Recently, I posted three articles of a four-part series showing how to encrypt an external drive with TrueCrypt on Fedora 20. As-of today, May 28th, TrueCrypt may not be secure after-all.
The truecrypt.org website now redirects to truecrypt.sourceforge.net. A warning is displayed that reads, “WARNING: Using TrueCrypt is not secure as it may contain unfixed security issues” and it directs users to alternative encryption packages for Windows, Mac, and Linux.
Ars Technica, Hacker News, and The Register have a good articles, so I won’t repeat everything they’re saying. Initially, it appeared that the TrueCrypt website was hacked. However, in addition to the website updates, new binaries were released that display warnings like INSECURE_APP when users try to encrypt data. The binaries, however, are signed with the developer’s key.

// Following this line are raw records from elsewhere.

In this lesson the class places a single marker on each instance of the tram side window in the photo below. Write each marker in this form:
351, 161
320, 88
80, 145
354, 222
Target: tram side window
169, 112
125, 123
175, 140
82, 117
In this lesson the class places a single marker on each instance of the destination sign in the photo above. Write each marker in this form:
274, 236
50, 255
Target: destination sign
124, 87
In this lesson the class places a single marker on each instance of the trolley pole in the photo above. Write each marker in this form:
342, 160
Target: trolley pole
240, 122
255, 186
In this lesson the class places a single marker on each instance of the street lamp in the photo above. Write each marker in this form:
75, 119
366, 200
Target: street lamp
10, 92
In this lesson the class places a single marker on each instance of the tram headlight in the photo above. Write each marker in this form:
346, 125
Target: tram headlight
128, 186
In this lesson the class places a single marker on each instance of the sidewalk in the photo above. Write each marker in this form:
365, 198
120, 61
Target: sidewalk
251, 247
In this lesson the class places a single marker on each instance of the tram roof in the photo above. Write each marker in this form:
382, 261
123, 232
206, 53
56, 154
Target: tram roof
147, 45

In addition, a Wikipedia user named Truecrypt-end attempted to update the Wikipedia page with the same messages, but it was rejected by moderators. TrueCrypt was recently going through an independent security audit, and it passed Phase 1 in April. However, this doesn’t seem to be related.
A thread on r/crypto offers up a couple explanations:
- The website was hacked, and the keys are presumed to be compromised. The last working version is 7.1a and version 7.2 is a hoax/malware/spam
- Something bad happened to the developers (Lava-bit style extortion or major bug/flaw found in code) and this version is legitimate
We’ll have to see how this one plays out.